Official church documents which reject proselytizing use instead the concept of dialogue. Dialogue is the appropriate Christian way for sanctifying God"s name in relationship with the Jewish people. It is face to face conversation between individuals and between both communities, an event of personal encounter and the exchange of substance and ideas. Beyond the exchange of ideas dialogue is a search for closeness when the otherness seems strange. It also is the preservation of solidarity where the danger of estrangement or a threat arises. Dialogue between Jews and Christians is conversation between them as members of their own communities. The dialogue between church and Israel is a dialogue between "both religious communities on the level of their own religious identity" (Pope John Paul II).

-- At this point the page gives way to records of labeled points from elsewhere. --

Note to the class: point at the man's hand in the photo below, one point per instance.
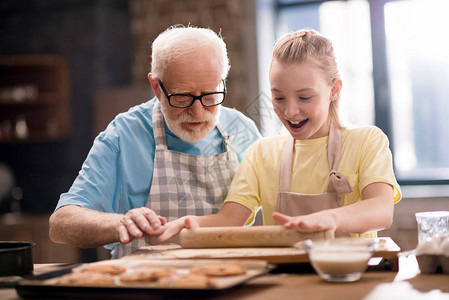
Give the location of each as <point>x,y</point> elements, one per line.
<point>174,227</point>
<point>138,221</point>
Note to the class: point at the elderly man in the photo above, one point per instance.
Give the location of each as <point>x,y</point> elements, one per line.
<point>172,156</point>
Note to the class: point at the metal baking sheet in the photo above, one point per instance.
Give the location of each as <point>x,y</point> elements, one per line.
<point>39,286</point>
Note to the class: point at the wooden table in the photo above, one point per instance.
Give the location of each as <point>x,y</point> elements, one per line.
<point>408,283</point>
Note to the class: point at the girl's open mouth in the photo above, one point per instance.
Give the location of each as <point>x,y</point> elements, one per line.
<point>297,125</point>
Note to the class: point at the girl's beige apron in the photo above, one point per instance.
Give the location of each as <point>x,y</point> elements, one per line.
<point>294,204</point>
<point>185,184</point>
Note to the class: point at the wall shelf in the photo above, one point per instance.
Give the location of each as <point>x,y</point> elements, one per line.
<point>34,90</point>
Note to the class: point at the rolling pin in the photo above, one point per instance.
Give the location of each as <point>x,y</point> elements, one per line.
<point>234,236</point>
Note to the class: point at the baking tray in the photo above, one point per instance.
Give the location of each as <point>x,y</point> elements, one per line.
<point>41,286</point>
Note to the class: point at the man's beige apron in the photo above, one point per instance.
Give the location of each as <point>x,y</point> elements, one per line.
<point>295,204</point>
<point>185,184</point>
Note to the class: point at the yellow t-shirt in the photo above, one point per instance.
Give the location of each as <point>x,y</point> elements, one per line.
<point>366,158</point>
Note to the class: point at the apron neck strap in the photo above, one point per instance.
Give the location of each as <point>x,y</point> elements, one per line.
<point>337,182</point>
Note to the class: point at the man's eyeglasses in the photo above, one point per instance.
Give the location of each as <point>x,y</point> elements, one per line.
<point>186,100</point>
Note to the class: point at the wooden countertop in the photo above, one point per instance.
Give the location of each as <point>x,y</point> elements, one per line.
<point>408,283</point>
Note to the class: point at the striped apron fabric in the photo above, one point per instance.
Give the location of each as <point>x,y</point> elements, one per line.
<point>185,184</point>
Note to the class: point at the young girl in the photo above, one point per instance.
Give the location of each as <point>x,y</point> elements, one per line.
<point>323,176</point>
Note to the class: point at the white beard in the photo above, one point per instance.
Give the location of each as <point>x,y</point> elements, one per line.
<point>175,126</point>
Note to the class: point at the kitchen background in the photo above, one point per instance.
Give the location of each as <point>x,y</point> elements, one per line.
<point>94,56</point>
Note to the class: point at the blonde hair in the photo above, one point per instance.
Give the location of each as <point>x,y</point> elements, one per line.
<point>310,46</point>
<point>177,41</point>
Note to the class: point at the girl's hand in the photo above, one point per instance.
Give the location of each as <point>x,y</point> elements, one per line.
<point>318,221</point>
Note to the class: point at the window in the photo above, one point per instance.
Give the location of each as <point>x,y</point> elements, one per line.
<point>394,62</point>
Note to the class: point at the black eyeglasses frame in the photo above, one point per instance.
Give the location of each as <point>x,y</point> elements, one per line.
<point>200,97</point>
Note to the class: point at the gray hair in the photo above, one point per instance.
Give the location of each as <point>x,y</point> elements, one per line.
<point>178,40</point>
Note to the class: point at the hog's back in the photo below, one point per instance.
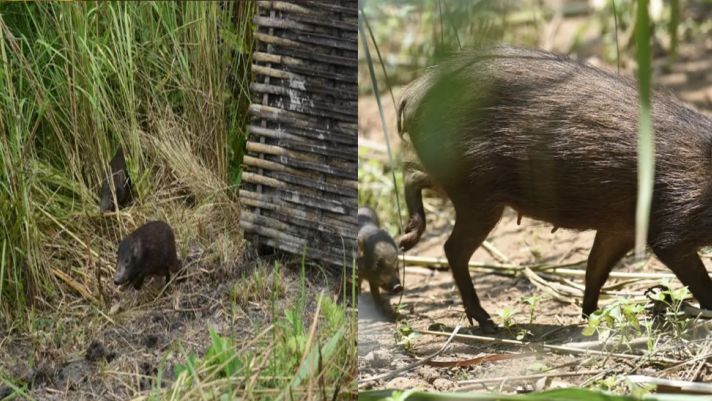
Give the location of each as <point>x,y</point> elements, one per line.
<point>158,250</point>
<point>554,139</point>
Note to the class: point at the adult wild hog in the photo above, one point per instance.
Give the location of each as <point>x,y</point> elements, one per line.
<point>122,184</point>
<point>377,259</point>
<point>556,140</point>
<point>148,251</point>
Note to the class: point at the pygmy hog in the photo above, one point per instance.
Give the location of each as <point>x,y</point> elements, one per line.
<point>122,184</point>
<point>377,259</point>
<point>556,140</point>
<point>148,251</point>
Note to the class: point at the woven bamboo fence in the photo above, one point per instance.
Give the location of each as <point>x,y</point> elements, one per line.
<point>300,184</point>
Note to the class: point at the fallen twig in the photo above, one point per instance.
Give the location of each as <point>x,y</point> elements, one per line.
<point>413,365</point>
<point>672,386</point>
<point>474,383</point>
<point>553,348</point>
<point>478,360</point>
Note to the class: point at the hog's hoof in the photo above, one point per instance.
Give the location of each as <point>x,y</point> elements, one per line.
<point>488,327</point>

Dialogue also involves witness and solidarity, the responsibility to truth and love. Witness to the truth is not oppressive proselytism, but the readiness "to make your defense to anyone who demands from you an accounting for the hope that is in you; yet do it with gentleness and reverence" (I Pt 3:15f).
Such dialogue requires respect and discipline in light of the call of the other. It is neither betrayal of one"s own call, nor a renunciation of solidarity. Those who dialogue are not the vanguard for others who want to proselytize. Dialogue is not "faith before the faith," but results from and is the application of faith. Dialogue is the essence of Christian-Jewish relations. Christian participation is an option which does not derive from convenience or liberal indifference which says it is irrelevant what one believes. Rather, it
flows from the passionate belief that a gracious and faithful God has called the Jewish people out of love for them and as a sign of an abiding, never-to-be-broken sacrament of election (M. McGarry).
Where Christian-Jewish dialogue succeeds as a witness to truth and solidarity, the divine name is sanctified between Jews and Christians and before the world.